私と剣は信頼関係がある間柄で、私は他の二人よりもすごく剣を信頼していて、心を許しているというか、心を打ち明けるというか、そこを見てもらいたいですね。あと私の忍法が面白いので、そこはくノ一ファンの方にも納得していただけるんじゃないかなと(笑)

G:
すごいインパクトですよね(笑)

森下:
もう、本当に色気を全面に出すタイプなんですよね。

林:
股の間に俳優の顔がある状態でずっとしゃべるんだよね。

森下:
あれ、すごく恥ずかしかったです! 試写会で見た時に、自分の股の間で、男の人がしゃべってるんです。しかも長いんですよ、結構ずっとしゃべったままで。あのシーンはいろんな人からつっこまれましたね、どういう気分ですかって。自分の股で男の人がしゃべってるってのはどうですかって。

阿部:
生まれたてみたいな(笑)

森下:
そうそう(笑)

忍法「女人花」


阿部:
私もその後のシーンで、悠里ちゃんの股をがっと開かなきゃいけないんですが、ちょっと失礼しますって感じで(笑)

森下:
夜中に寒かったですよね(笑)

G:
12月の中頃に行われてたわけですからね。

森下:
あれをやった後、私は全シーン撮影完了だったので、頑張りましたよ。もう最後決めなきゃみたいな(笑)


G:
全編通して一番の見どころはどんなところでしょうか?

林:
くだらないことを一生懸命やってたっていうことだと思います。あとは楽しんでもらえれば。くだらねえと思いながら結構面白いじゃんと思ってもらえれば一番ですね。女優さんたちも頑張ってるので、最近の時代劇とは違う感じで、肩の凝らない作品になっていて、いちいちつっこみどころ満載なんで、つっこみながら見てほしいです。

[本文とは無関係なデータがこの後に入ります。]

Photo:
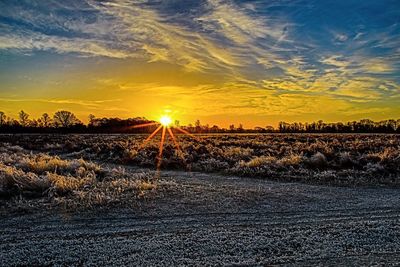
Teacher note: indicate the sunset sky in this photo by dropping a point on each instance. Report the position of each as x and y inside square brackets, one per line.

ブリュッセルのファンタスティック映画祭にも昔持って行ったことがあるんですけど、海外の人たちは映画祭を本当に楽しみにしてるから、画面にドーンと月が出たりすると「オオゥ」とか言うんですね。それでくだらない忍法をやると、なんて言ってるか分からないけどガーっと何か言われる。それに対してまた会場の中からガーっと返す人がいてっていう楽しい雰囲気でした。そんな感じでみんなで集まって見るとすごく面白いと思います。

G:
家でみんなで見ても楽しい、と。

林:
そう、つっこみどころ満載ですから。「マグネットなのになんで親指で挟んでんだ!」とかっていう、そういうところのつっこみどころを楽しんで欲しいですね。あとは女優さんたちが頑張ってるってところを評価していただきたい。


G:
ありがとうございます。では阿部さんは?

阿部:
まず見どころは、出られてる女優さんが美しいところですね。あとはやっぱり山田風太郎さん原作なので、本当に奇想天外な忍法合戦があるので、そこが一番の見どころなんじゃないかなと思います。


G:
ちなみに今回使った忍法の中で一番のお気に入りは?

阿部:
そうですね、忍法「胎内帰り」が私は一番お気に入りです(笑)

森下:
衝撃的ですね(笑)

林:
手が火になるやつはなんだっけ。

阿部:
「赤不動」ですね。

林:
あれが一番強いですよね。誰も勝てないと思う。

G:
いかにも山田風太郎っぽい忍法が、原作に出てきたものも、オリジナルのものもいろいろ出てきますよね。森下さんはどうでしょうか。

森下:
やっぱり女優のみなさん、このポスターでもお分かりになられると思うんですけど、すごくセクシーな女優さんがたくさん出ていて、こんなに色っぽい作品ってなかなか珍しいんじゃないかなって思うぐらい、すごく色っぽいシーン満載なんですよ。男性の方はもちろん、カップルだったりとか、みなさんで楽しくみていただけたらいいなって思いますね。


G:
劇場ではなかなか見ることができない雰囲気の作品ですよね。

森下:
なかなか見ることができないですね(笑)

阿部:
劇場で見るってすごい(笑)

森下:
すごいですよ、盛りだくさんなので。ボリューム満点です。

林:
そうですね、劇場で見つつ、またパッケージになったら家でつっこみながら見て欲しいです。本当はみんなで寄ってたかって「くだらない!」って見るのが面白いんですよ。


G:
この映画は原作がありつつも、かなり脚本に手を入れているかと思いますが、山田風太郎の作品を扱うということで、気を配った点などはありますか?

林:
そうですね。原作は20人対20人くらいのとんでもない数の男たちの戦いなんですけど、それを女性にしたりとか、忍法も「忍法月影抄」以外の忍法帖シリーズに出てくる忍法もヒントにしたりして作っています。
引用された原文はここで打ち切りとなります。